Question

Select the simplification that accurately explains the following statement.

∛7 = 7^(1/3)

A. (7^(1/3))^3 = 7^(1/3) · 7^(1/3) · 7^(1/3) = 7^(1/3 + 1/3 + 1/3) = 7^(3/3) = 7^1 = 7

B. (7^(1/3))^3 = 7^(1/3) · 7^(1/3) · 7^(1/3) = 7 · 7^(1/3) = 3 · (1/3) · 7 = 1 · 7 = 7

C. (7^(1/3))^3 = 7^(1/3) · 7^(1/3) · 7^(1/3) = 7 · (1/3 + 1/3 + 1/3) = 7 · (3/3) = 7 · 1 = 7

D. (7^(1/3))^3 = 7^(1/3) · 7^(1/3) · 7^(1/3) = 7^(1/3) · (1/3) · (1/3) = 7^(3/3) = 7^1 = 7

Answer 1

The correct simplification is option A, which correctly applies the laws of exponents to show that cubing the cube root of 7 yields the original number 7.

Step-by-step explanation:

The correct simplification for the expression ∛7 = 7^(1/3) is shown in option A. This can be understood by following the laws of exponents, where when we multiply exponents with the same base, we add the exponents together.

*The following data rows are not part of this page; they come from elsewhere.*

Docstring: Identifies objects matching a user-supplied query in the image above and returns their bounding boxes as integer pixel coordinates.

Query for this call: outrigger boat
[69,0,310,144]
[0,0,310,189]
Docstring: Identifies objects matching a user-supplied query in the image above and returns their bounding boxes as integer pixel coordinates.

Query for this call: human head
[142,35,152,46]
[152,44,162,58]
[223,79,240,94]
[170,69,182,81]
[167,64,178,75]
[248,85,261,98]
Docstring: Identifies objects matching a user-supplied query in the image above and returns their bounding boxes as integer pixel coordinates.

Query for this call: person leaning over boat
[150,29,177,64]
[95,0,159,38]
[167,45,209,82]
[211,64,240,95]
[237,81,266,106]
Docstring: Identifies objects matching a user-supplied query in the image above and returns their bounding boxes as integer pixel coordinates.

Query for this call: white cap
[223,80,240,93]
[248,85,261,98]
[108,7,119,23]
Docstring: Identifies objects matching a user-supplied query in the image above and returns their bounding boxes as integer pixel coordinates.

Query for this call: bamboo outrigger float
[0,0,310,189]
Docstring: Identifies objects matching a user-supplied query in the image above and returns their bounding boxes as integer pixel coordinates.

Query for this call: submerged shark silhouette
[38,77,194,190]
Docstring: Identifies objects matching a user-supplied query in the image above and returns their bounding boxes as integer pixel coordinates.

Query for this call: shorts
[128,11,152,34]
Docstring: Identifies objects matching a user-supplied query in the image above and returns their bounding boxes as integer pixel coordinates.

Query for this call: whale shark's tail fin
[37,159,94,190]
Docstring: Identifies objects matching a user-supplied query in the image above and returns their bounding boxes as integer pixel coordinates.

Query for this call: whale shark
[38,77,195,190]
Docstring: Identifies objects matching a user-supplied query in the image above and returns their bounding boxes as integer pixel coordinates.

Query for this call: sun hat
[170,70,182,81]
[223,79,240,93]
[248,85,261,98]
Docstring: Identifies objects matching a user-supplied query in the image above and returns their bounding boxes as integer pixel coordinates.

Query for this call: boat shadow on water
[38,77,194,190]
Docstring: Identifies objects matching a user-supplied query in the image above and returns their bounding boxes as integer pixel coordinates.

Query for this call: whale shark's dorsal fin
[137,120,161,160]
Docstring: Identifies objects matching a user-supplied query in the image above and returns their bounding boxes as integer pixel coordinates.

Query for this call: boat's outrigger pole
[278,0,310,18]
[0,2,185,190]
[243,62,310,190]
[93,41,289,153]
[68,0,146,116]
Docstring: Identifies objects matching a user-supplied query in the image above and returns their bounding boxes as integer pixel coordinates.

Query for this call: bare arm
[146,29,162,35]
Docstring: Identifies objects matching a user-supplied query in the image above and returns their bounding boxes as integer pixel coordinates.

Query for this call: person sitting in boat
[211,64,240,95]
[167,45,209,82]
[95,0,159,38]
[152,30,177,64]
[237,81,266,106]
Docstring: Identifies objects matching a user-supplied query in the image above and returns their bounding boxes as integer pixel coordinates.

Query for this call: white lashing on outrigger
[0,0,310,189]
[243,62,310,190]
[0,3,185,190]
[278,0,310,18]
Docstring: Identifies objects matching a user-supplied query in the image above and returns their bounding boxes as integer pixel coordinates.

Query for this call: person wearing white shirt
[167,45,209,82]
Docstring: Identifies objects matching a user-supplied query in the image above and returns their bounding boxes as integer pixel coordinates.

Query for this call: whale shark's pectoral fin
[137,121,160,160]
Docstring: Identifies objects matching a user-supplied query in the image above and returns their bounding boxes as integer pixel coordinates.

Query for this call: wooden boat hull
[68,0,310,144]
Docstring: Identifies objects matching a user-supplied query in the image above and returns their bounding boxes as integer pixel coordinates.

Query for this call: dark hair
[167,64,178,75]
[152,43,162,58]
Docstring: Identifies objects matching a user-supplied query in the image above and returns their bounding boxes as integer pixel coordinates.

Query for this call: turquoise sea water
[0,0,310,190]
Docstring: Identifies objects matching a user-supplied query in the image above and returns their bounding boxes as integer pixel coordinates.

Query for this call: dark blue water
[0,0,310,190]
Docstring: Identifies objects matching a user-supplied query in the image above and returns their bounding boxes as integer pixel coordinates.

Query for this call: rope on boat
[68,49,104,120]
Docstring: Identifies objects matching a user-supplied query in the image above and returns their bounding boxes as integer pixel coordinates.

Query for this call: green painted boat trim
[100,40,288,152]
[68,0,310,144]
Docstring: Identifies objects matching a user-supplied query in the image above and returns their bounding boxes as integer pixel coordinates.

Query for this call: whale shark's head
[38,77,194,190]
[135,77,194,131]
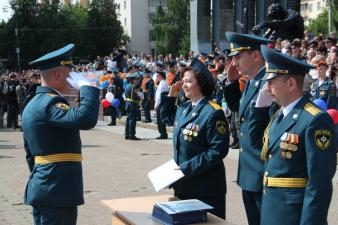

The calculation goes as follows:

• (7^(1/3))^3 = 7^(1/3) · 7^(1/3) · 7^(1/3) = 7^(1/3 + 1/3 + 1/3) = 7^(3/3) = 7^1 = 7

This simplification illustrates that raising a number to the 1/3 power and then cubing the result (raising it to the power of 3) results in the original number, confirming the basic properties of roots and powers.